Notably, Tesla continues to favor production volume and deliveries over optimizing the margin profile. It’s willing to “lay the groundwork today” by selling cars at lower margins and “harvesting more margin” as autonomous driving and software upgrades unlock recurring revenue streams. This willingness also makes Tesla inherently more difficult to compete against. It also could foster an inventory glut over time. Inventory levels are already elevated, but importantly, Elon told us that “orders remain in excess of production.”
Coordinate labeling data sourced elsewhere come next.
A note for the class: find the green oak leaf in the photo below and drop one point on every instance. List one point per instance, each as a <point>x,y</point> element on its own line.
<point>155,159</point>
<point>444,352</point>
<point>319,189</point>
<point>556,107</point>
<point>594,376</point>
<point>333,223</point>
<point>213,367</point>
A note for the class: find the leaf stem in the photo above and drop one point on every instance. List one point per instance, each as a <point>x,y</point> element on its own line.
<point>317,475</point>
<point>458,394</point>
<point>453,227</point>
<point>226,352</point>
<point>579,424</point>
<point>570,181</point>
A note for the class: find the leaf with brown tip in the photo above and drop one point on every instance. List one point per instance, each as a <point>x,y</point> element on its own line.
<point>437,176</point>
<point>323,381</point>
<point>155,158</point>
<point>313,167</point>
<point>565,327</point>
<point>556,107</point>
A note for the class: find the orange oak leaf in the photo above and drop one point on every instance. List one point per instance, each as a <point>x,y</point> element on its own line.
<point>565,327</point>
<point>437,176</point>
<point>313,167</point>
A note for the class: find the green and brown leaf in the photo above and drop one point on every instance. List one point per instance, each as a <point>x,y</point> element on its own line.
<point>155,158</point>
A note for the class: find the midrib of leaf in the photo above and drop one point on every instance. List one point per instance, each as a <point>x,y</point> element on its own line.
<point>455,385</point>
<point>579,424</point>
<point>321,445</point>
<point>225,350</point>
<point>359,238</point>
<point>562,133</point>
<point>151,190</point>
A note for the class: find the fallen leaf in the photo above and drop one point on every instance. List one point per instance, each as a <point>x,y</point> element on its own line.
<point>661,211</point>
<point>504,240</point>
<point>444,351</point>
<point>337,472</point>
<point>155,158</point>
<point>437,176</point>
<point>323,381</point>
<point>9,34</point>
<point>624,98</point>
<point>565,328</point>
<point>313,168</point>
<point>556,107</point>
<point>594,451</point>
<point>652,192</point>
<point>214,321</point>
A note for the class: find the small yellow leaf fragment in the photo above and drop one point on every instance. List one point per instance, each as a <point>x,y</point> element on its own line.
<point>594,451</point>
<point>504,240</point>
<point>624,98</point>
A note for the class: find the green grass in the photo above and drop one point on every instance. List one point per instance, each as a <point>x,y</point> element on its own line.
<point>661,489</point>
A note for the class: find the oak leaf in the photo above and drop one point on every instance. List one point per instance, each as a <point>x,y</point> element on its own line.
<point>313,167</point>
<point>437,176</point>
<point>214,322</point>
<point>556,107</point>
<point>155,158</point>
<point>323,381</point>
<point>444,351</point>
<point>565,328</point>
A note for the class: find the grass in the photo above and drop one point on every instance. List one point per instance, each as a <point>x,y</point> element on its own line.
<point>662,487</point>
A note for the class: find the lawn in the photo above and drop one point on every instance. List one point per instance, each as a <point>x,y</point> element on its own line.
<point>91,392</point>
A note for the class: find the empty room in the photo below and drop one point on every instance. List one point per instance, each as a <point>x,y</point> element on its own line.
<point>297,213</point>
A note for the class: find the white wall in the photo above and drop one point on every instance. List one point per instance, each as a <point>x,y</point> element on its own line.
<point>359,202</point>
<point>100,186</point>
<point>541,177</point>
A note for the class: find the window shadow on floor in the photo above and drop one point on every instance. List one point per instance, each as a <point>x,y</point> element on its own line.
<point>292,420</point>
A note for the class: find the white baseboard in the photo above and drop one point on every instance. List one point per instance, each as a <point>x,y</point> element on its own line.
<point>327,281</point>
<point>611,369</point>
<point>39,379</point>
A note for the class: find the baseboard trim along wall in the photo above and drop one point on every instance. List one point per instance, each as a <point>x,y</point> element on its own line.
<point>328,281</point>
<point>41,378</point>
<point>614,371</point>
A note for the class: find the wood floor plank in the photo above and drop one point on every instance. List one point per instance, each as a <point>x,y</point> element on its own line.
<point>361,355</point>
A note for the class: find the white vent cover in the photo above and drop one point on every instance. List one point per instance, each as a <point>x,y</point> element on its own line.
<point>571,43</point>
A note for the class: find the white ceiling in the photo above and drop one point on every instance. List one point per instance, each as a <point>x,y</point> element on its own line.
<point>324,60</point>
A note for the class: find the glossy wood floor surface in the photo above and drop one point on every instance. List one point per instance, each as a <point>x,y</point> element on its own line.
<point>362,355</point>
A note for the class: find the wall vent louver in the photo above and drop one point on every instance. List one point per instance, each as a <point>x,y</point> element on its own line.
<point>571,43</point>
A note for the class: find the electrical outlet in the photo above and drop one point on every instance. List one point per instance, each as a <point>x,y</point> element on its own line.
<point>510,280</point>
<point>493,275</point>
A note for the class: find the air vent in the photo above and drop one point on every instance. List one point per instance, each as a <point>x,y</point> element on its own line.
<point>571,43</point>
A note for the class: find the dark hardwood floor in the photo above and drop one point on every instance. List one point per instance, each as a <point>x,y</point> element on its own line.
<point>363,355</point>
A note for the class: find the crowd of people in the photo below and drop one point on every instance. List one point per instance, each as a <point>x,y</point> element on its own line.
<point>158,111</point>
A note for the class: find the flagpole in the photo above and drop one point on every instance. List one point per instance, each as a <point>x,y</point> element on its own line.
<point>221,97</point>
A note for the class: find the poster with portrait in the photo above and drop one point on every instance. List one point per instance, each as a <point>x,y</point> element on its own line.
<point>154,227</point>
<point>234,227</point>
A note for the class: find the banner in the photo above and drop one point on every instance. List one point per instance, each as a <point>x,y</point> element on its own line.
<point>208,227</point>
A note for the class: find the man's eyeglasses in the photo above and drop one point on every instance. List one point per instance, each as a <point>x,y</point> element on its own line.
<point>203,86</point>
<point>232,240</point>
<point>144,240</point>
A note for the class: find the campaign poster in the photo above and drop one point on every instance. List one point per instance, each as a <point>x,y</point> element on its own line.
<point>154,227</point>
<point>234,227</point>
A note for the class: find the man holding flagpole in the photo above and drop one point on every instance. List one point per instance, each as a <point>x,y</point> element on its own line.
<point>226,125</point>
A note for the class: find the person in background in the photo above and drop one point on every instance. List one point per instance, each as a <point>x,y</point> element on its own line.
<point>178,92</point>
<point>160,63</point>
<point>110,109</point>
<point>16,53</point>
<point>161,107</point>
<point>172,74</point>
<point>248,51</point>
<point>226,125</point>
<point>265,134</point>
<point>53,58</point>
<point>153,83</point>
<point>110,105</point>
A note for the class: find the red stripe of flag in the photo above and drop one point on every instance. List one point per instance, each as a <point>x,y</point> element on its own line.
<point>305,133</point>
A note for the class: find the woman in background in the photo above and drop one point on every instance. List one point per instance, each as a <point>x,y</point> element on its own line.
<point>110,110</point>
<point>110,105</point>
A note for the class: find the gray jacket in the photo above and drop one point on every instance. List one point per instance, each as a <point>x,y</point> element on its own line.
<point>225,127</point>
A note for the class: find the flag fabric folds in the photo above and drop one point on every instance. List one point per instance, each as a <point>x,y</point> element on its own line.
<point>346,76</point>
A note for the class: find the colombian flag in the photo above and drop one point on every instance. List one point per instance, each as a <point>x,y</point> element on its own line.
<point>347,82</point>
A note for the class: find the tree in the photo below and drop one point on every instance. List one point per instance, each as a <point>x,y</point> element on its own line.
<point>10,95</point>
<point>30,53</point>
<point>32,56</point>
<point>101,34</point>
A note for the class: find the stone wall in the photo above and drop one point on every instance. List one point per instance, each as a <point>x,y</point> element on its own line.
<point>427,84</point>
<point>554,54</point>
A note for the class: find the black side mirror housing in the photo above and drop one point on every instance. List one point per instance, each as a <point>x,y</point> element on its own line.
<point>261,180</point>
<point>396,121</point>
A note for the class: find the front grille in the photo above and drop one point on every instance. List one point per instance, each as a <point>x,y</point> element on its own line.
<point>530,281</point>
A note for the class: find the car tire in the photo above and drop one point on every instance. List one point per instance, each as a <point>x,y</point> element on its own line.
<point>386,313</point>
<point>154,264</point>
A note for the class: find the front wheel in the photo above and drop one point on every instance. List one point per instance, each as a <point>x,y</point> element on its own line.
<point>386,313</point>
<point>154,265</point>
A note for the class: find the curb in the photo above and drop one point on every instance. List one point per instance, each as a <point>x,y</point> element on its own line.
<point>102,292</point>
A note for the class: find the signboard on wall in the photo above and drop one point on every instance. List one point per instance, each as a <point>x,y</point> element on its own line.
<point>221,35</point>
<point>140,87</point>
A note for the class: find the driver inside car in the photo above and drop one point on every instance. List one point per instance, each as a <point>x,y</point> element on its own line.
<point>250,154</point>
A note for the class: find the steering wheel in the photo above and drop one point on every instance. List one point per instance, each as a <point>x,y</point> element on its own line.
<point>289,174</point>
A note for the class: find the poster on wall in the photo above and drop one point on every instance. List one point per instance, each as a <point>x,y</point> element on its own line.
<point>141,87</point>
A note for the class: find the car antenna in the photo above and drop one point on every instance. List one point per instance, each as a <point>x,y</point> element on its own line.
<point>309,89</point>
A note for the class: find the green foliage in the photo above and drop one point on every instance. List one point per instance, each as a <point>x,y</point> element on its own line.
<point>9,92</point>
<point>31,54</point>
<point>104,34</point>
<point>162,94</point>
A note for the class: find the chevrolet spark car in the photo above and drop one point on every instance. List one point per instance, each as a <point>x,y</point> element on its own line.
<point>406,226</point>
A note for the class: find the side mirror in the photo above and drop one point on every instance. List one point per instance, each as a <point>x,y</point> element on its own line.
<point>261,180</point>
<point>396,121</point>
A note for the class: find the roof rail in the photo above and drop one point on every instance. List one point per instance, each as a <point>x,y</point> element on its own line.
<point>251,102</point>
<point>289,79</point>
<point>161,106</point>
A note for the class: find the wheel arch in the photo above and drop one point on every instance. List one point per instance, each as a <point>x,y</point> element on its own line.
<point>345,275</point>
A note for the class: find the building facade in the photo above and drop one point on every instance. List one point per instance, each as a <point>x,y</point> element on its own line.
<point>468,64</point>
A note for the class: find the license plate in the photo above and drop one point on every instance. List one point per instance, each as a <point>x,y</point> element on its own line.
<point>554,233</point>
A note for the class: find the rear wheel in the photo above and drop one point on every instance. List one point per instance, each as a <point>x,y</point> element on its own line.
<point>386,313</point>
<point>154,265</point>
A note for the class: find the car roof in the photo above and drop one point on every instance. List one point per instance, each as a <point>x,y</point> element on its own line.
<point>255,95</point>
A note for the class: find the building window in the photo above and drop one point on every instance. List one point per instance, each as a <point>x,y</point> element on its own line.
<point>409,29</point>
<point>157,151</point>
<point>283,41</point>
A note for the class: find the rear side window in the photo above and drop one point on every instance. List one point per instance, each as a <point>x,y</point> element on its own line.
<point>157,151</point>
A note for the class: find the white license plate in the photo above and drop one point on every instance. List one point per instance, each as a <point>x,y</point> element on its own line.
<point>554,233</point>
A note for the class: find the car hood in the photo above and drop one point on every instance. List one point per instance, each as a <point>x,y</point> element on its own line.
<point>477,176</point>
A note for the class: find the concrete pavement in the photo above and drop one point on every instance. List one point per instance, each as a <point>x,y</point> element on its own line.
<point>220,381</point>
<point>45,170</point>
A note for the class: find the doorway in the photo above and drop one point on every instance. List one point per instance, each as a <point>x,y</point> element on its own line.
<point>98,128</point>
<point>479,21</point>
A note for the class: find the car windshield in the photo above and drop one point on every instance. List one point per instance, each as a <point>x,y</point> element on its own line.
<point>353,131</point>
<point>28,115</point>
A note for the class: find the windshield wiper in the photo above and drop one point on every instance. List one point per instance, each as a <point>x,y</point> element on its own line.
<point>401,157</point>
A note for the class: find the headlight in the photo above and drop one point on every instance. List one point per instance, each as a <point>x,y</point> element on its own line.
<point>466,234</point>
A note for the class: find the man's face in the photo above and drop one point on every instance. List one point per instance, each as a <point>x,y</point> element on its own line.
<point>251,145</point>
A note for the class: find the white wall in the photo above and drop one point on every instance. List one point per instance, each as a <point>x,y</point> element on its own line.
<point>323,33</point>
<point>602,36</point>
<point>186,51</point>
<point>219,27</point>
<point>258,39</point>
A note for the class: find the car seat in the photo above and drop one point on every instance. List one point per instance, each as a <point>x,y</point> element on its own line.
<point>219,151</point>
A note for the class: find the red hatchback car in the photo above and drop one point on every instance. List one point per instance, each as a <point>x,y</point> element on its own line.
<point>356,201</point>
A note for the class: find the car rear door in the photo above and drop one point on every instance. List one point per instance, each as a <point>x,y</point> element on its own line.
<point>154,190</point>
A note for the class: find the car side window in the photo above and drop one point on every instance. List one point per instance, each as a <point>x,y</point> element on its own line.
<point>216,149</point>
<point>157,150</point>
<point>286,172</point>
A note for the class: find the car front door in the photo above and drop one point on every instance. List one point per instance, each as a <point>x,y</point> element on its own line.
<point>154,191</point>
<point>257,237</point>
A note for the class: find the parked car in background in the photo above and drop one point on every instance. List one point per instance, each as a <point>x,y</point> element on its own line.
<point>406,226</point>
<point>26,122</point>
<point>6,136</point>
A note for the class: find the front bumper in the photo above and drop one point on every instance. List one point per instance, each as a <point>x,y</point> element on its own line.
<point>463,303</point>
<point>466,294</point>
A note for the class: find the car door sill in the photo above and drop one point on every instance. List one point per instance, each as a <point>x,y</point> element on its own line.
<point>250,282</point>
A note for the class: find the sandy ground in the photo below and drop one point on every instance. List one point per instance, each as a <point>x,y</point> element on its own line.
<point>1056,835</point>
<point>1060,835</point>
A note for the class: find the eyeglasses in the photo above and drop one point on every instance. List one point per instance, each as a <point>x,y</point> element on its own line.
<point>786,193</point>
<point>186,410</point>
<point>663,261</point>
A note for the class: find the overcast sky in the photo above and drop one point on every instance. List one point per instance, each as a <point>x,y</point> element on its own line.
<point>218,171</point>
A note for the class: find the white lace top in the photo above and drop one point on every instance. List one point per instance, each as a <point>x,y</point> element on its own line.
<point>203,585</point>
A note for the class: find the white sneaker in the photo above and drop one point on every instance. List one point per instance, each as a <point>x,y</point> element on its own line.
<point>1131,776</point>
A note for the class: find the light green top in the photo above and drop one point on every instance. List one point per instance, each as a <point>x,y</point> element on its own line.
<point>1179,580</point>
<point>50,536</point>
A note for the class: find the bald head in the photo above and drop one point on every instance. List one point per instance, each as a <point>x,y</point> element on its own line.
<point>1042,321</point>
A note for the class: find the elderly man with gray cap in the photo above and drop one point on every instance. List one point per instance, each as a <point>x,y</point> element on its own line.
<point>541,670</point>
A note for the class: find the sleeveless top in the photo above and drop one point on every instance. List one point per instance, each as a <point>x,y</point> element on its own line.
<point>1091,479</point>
“Near term pricing considers a long-term view on per vehicle profitability given the potential LTV of autonomy, supercharging, connectivity and service.” -- Elon

Free cash Flow:

“Q1 was our third quarter in our plan to move to a more regionally balanced mix of build and deliveries. This results in lower deliveries and production within a quarter due to a higher volume of cars in transit at the end of the quarter and has an associated impact on quarter-ending free cash flows. This was particularly prevalent in Q1 for S and X as we began exporting cars for international deliveries.” -- CFO Spencer Neumann

Auto Business Updates:

  • Model Y was the best-selling vehicle of any kind in Europe during the quarter and the best-selling non-pickup in the USA.
  • Cybertruck deliveries are on track to begin this year.
  • 4,947 supercharger stations this quarter vs. 3,724 YoY.
  • Launched auto sales in Thailand to a “very positive reception.”
  • Thinks it will get to 2 million cars produced this year if macro cooperates and 1.8 million if it doesn’t (which is the base case).

Non-Auto Revenue:

  • Energy storage production capacity at its factory in California is ramping nicely with it now working on opening a new energy storage plant in Shanghai.
  • 67 solar megawatts generated vs. 100MW QoQ & 48MW YoY. The sequential decline was a result of “volatile weather and supply chain challenges.”
  • Energy storage deployed of 3,889 megawatt hours vs. 2,462MW QoQ & 846MW YoY. It will eventually include production and delivery metrics from storage alongside its quarterly auto disclosures.
  • Storage and energy generation businesses are expected to carry a “mid 20%” gross margin at maturity. Neither are there yet but both are progressing nicely.
  • It continues to open up its charger network with 50% of its Europe stations now open to all EV types.

Dojo:

Dojo is Tesla’s supercomputer project being built to season its AI models. Leadership assured us that while it continues to buy computing capacity from Nvidia in large amounts, it’s also investing heavily on vertically integrating this need. It thinks Dojo could eventually benefit from lower cost of training models by an “order of magnitude.” Tesla wants to eventually sell the service as a white-label tool. Importantly, Elon still sees the success of this project as a “bit of a long shot” but with the potential reward making it worth the bet.

Full Self Driving (FSD):

“I hesitate to say this, but I think we’ll do FSD this year.” -- Elon

7. Netflix (NFLX) -- Earnings Review

a) Results vs. Expectations

  • Missed revenue estimates & missed its identical guide by 0.2%.
  • Beat EBITDA estimates by 1.2%.
  • Beat EBIT estimates by 4.3% & beat its guide by 5%. While Netflix guided to a 20% EBIT margin it posted a 21% margin.
  • Beat $2.87 EPS estimates by $0.01 & beat its $2.82 guide by $0.06.
  • Obliterated $782M FCF estimates with $2.11B in FCF.
  • Missed subscriber net add estimate of 2.3 million by 24%.